The Times reviewed hospital documents and spoke with victims’ relatives to help verify their stories. Though some forms of torture are explicitly illegal in India, the report found that security personnel got away with their actions in every case because of law which gives them impunity or ‘license to kill’ for such acts. Responding in frustration to this report, India has categorically denied allegations of mishandlings in Kashmir. In an interview, Dilbag Singh, the Director General of the Police in the region, said the report was “generalizing things based on data that is fake or fuzzed.”In a written response, Lt Col Mohit Vaishnava, a spokesman for the Indian Army, said that allegations of abuse were “false and fabricated propaganda.”

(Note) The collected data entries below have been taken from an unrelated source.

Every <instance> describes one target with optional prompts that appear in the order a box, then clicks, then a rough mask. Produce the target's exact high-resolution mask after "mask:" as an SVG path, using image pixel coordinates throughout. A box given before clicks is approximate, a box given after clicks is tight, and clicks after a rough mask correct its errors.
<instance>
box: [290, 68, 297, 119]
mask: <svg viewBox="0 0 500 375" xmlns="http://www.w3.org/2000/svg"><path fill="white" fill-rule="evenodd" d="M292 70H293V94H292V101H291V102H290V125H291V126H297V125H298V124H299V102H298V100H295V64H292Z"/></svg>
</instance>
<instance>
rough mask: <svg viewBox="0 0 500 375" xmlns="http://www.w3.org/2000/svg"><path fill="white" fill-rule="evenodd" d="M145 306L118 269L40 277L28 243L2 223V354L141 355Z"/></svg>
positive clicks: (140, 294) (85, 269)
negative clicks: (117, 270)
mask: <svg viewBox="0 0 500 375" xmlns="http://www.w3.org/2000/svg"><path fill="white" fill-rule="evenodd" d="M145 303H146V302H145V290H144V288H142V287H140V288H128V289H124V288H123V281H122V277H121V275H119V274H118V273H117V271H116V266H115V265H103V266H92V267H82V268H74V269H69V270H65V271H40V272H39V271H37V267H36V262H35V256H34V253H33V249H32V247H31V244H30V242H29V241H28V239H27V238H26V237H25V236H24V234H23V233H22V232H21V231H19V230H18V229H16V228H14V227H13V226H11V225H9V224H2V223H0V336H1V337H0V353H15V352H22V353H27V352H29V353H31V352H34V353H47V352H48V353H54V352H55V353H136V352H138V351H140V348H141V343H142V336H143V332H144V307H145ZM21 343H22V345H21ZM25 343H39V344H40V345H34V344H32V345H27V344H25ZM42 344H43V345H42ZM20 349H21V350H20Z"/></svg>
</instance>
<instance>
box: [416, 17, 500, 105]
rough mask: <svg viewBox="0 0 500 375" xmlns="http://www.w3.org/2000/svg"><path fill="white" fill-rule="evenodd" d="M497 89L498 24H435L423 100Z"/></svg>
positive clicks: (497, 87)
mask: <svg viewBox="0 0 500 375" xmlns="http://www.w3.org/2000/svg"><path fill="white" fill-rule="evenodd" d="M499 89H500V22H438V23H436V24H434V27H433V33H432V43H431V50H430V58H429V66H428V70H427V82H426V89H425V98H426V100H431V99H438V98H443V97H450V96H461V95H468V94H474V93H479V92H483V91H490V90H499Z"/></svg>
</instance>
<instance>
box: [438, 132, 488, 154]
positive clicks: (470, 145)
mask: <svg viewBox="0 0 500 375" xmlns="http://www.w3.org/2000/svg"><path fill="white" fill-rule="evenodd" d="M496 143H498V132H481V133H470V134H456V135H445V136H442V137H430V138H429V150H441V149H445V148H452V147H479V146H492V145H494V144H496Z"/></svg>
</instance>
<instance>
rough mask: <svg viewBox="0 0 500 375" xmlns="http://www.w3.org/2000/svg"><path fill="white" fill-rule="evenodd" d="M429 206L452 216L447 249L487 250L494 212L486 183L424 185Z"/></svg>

Last year UN also issued 40 pages report which mentioned how India has done brutal acts in Occupied Kashmir. UN report highlighted a wide range of human rights violations in Indian Occupied Kashmir which are not limited to abuses, detentions, forced kidnappings and killings but any new kind of violence to create fear among masses is adopted. Be it using humans as shield or crushing them under vehicles, Indian forces in Kashmir have failed to quash Kashmiris will for freedom. Moreover, the UN report also criticized the constitutional and legal structures that Indian government has put in place to provide legal protection to its soldiers from the legal system of India. India has given its Army a special leverage in IoK for use of force. A lot has been done and suggested on different platforms for bringing peaceful solution to Kashmir conflict but it’s high time that international governing bodies must take stern action against India for atrocities in the IoK.
— The writer works for Pakistan Institute for Conflict and Security Studies, a think-tank based in Islamabad.